Gate 2: Drift Detection
Purpose: Identifies performance degradation relative to the current production baseline.
Implementation: Conducted before promoting from staging to production.
Criteria: Establish tolerance bands. A 3-5% drop might be acceptable for significant improvements; a 6%+ drop requires investigation.
Action on Failure: Block promotion and trigger a comparison analysis between baseline and candidate models.
Gate 3: Shadow Validation
Purpose: Evaluates real-world performance on production traffic without user exposure.
Implementation: Conducted in production, running parallel to the live model.
Criteria: Ensure statistical significance with a sample size of at least 1,000 requests. Compare latency distributions.
Action on Failure: Prevent cutover to the candidate model and investigate outliers in shadow traffic.
Gate 4: Cost and Latency Guardrails
Purpose: Monitors inference cost per request and p95 response time.
Implementation: Conducted during shadow validation and at cutover.
Criteria: Define acceptable cost increases (e.g., no more than 20% higher per request) and latency ceilings (e.g., p95 under 2 seconds for interactive features).

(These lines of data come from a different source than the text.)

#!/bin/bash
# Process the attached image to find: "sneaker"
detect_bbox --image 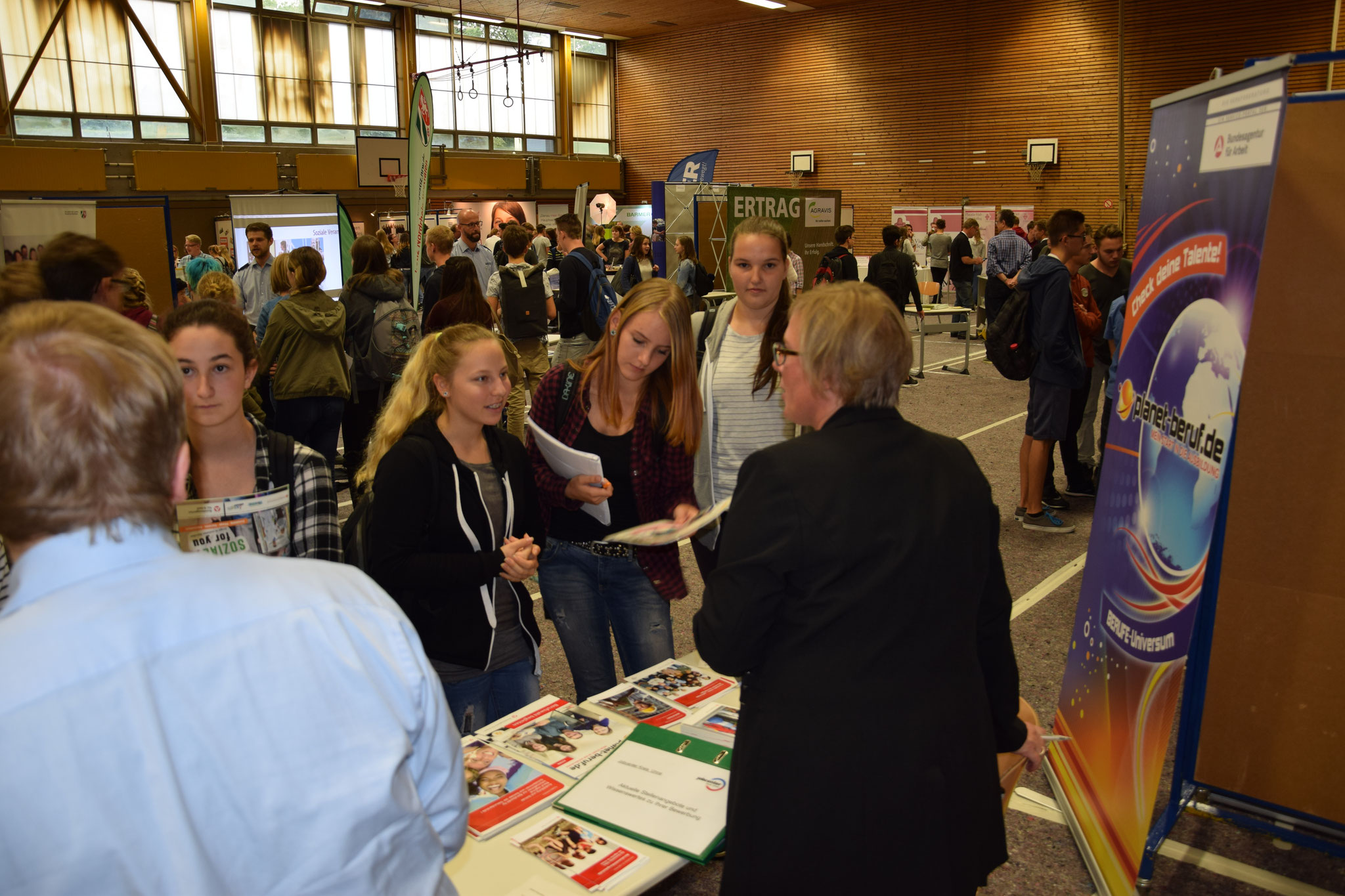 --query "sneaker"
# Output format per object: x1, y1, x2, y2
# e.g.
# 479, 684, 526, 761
1022, 507, 1074, 534
1041, 492, 1069, 511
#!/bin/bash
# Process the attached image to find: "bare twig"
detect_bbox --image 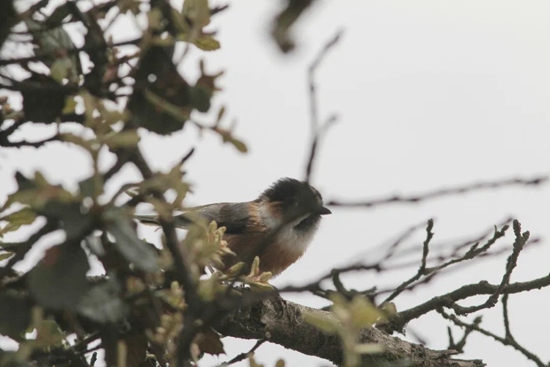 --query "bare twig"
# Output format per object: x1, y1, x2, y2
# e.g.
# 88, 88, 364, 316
437, 308, 548, 367
219, 338, 267, 367
305, 30, 343, 182
451, 220, 529, 315
328, 176, 548, 208
382, 219, 434, 303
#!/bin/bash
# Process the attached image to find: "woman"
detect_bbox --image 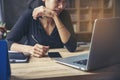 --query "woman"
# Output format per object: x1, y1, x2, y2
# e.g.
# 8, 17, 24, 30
6, 0, 76, 57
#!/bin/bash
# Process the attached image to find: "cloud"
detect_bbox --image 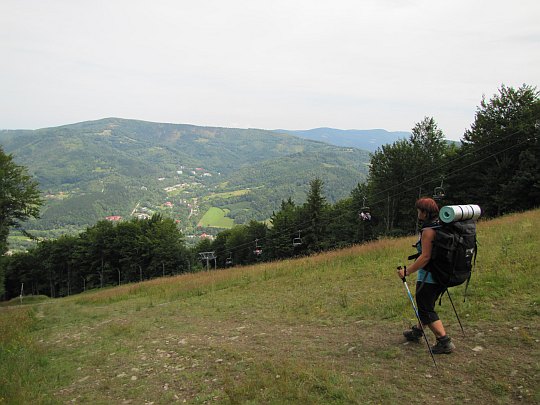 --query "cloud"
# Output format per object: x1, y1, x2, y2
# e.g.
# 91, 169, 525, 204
0, 0, 540, 139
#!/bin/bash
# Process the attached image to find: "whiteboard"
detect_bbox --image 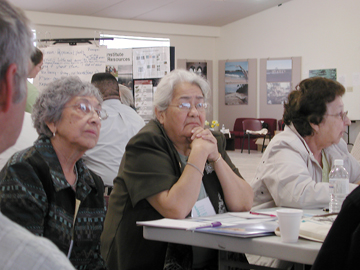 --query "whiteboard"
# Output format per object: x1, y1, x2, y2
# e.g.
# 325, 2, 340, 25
34, 45, 107, 92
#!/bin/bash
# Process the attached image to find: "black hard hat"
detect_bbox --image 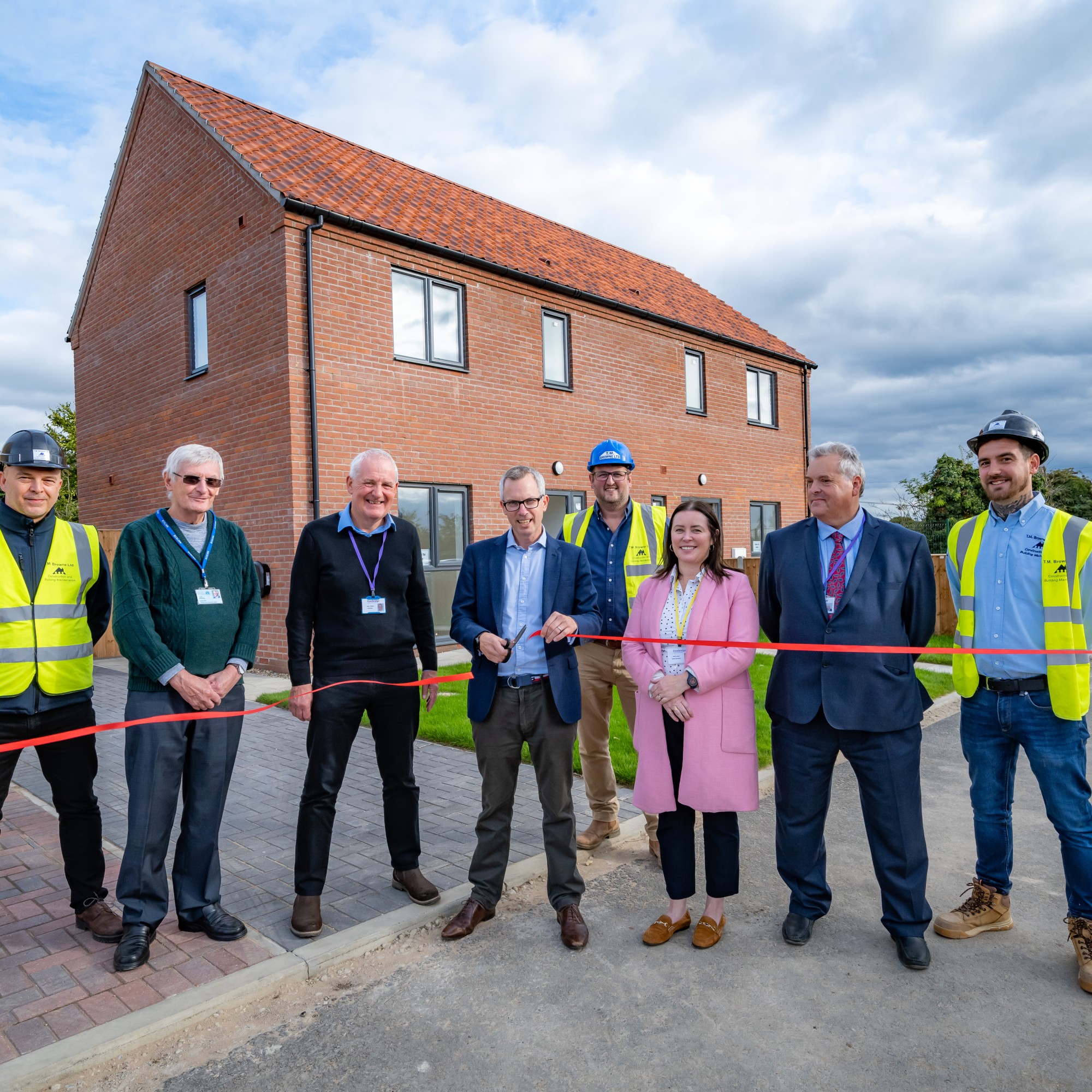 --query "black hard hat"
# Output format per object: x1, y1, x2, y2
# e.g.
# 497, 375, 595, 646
0, 428, 68, 471
966, 410, 1051, 463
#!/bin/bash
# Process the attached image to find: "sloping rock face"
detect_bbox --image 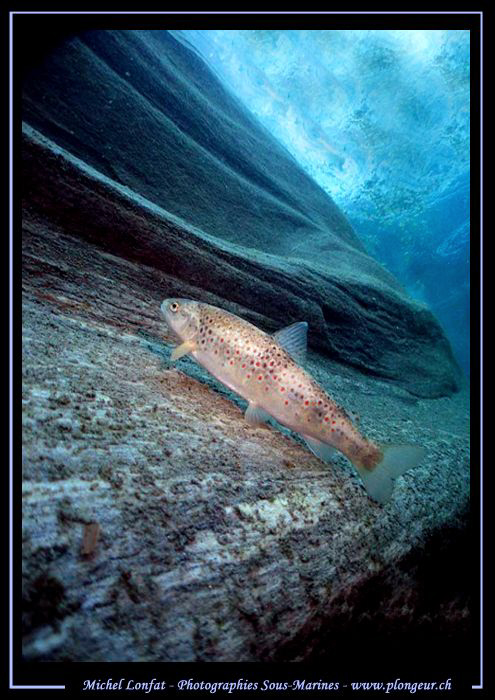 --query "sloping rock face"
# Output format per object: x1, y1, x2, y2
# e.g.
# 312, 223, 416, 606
23, 31, 460, 396
22, 32, 470, 677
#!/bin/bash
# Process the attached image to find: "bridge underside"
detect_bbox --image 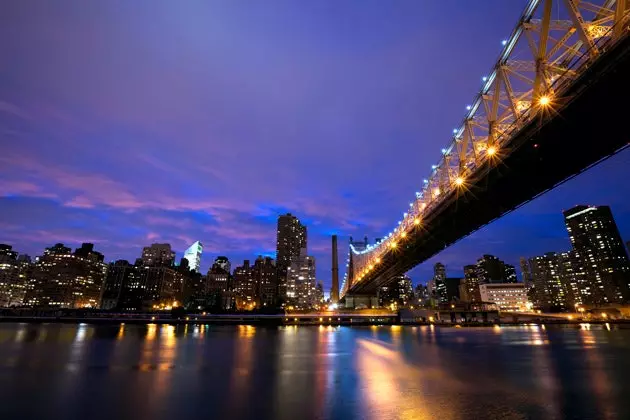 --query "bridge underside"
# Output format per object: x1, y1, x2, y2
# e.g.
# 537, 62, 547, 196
348, 36, 630, 295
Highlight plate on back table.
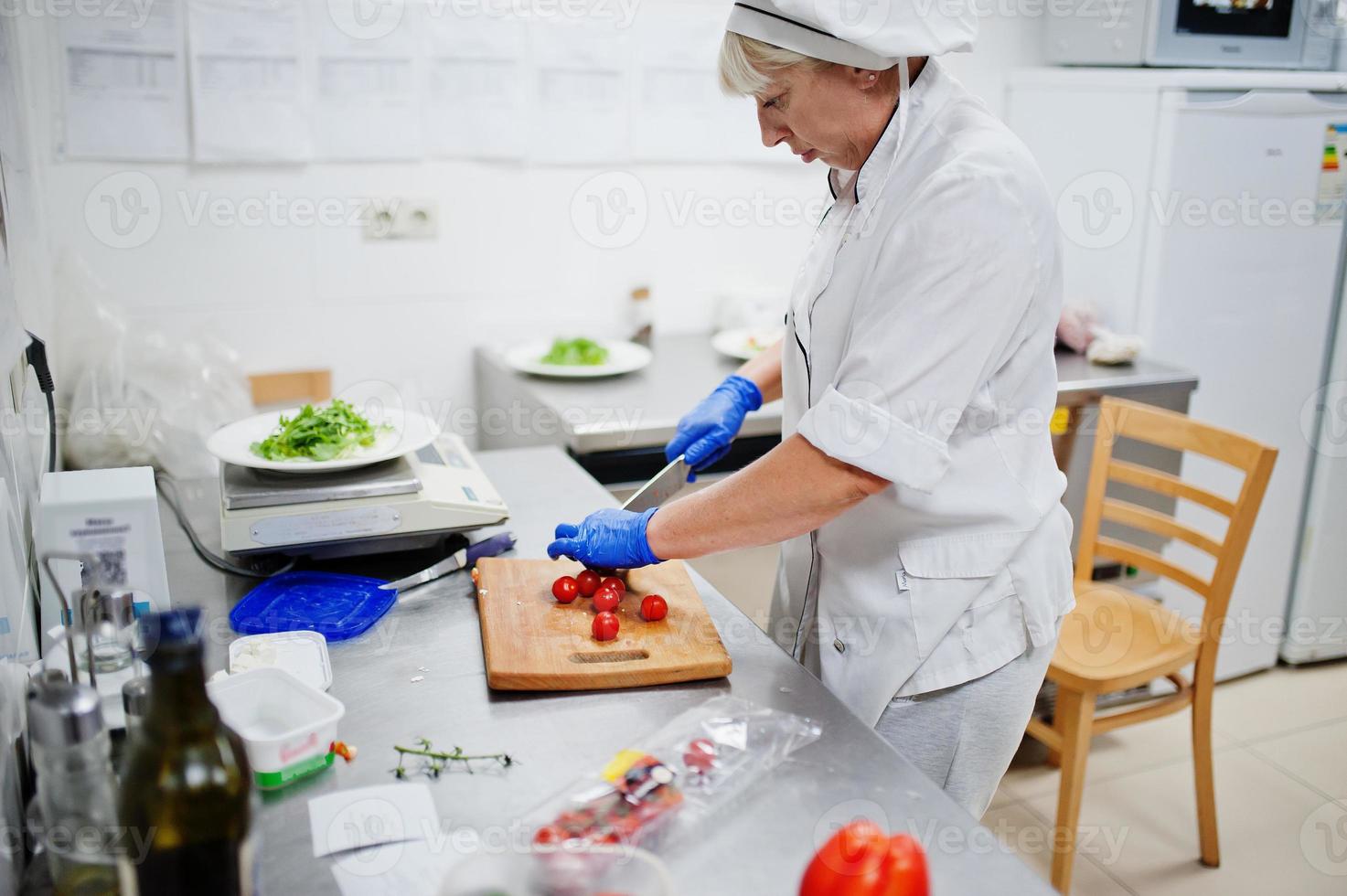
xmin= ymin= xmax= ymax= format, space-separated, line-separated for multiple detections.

Action on Failure: Block cutover even if quality metrics pass.
Implementation Guidance
Integrating Gates into GitHub Actions
Create a composite workflow post-model build:
- Trigger baseline evaluation on every model artifact and store results in your metrics database.
- Compare to production baseline using drift detection thresholds.
- Deploy to shadow environment if drift check passes.
- Collect shadow metrics until statistical confidence is achieved.
- Evaluate guardrails against collected data.
- Promote to production only if all gates pass.
Integrating Gates into GitLab CI
Use pipeline stages with manual gates for shadow-to-production promotion:
stages:
- eval_baseline
- check_drift
- deploy_shadow
- validate_shadow
- promote_production
The validate_shadow stage should be automatic but blocking. The promote_production stage can be manual for human review before cutover.
Integration with Existing Tools
Your gates require three data sources:
- Eval suite results: JSON output from your evaluation framework.
- Production baseline: Historical metrics from your observability stack.
- Shadow traffic data: Request/response logs with latency and cost annotations.
Most teams already collect the latter two. The new requirement is structured eval output that your CI/CD system can parse.
Common Pitfalls
Pitfall 1: Testing only on curated datasets
Include adversarial examples, edge cases, and samples from recent production failures in your eval suite.
Pitfall 2: Ignoring cost drift
Track cost-per-request as rigorously as accuracy to avoid infrastructure budget overruns.
Pitfall 3: Insufficient shadow sample size
Ensure your shadow validation sample size is large enough to evaluate complex scenarios.
Pitfall 4: Treating drift as binary
Context matters. A 6% relevance drop might be acceptable if adding new capabilities. Allow manual override with documented justification.
Pitfall 5: No rollback automation
Ensure you can quickly rollback to a previous model if needed. Regularly test your rollback procedure.
Pitfall 6: Decoupling gates from deployment
Wire gates directly into your CI/CD pipeline to prevent them from being ignored under pressure.
Quick Reference Table
| Gate Type | Trigger Point | Primary Metric | Typical Threshold | Failure Action |
|---|---|---|---|---|
| Baseline Eval | Post-training | Domain-specific (relevance, factuality) | Absolute minimum (e.g., 0.75) | Block staging deployment |
| Drift Detection | Pre-production | % change from baseline | 3-6% degradation | Block production promotion |
| Shadow Validation | In production (parallel) | Real traffic performance | Statistical significance (1000+ requests) | Prevent cutover |
| Cost Guardrails | Shadow + cutover | Cost per request | +20% from baseline | Block cutover |
| Latency Guardrails | Shadow + cutover | p95 response time | Business requirement (e.g., 2s) | Block cutover |
When to revisit thresholds: After major model architecture changes, when adding new capabilities, or quarterly as part of your performance review cycle. Tighten tolerances as your eval suite matures.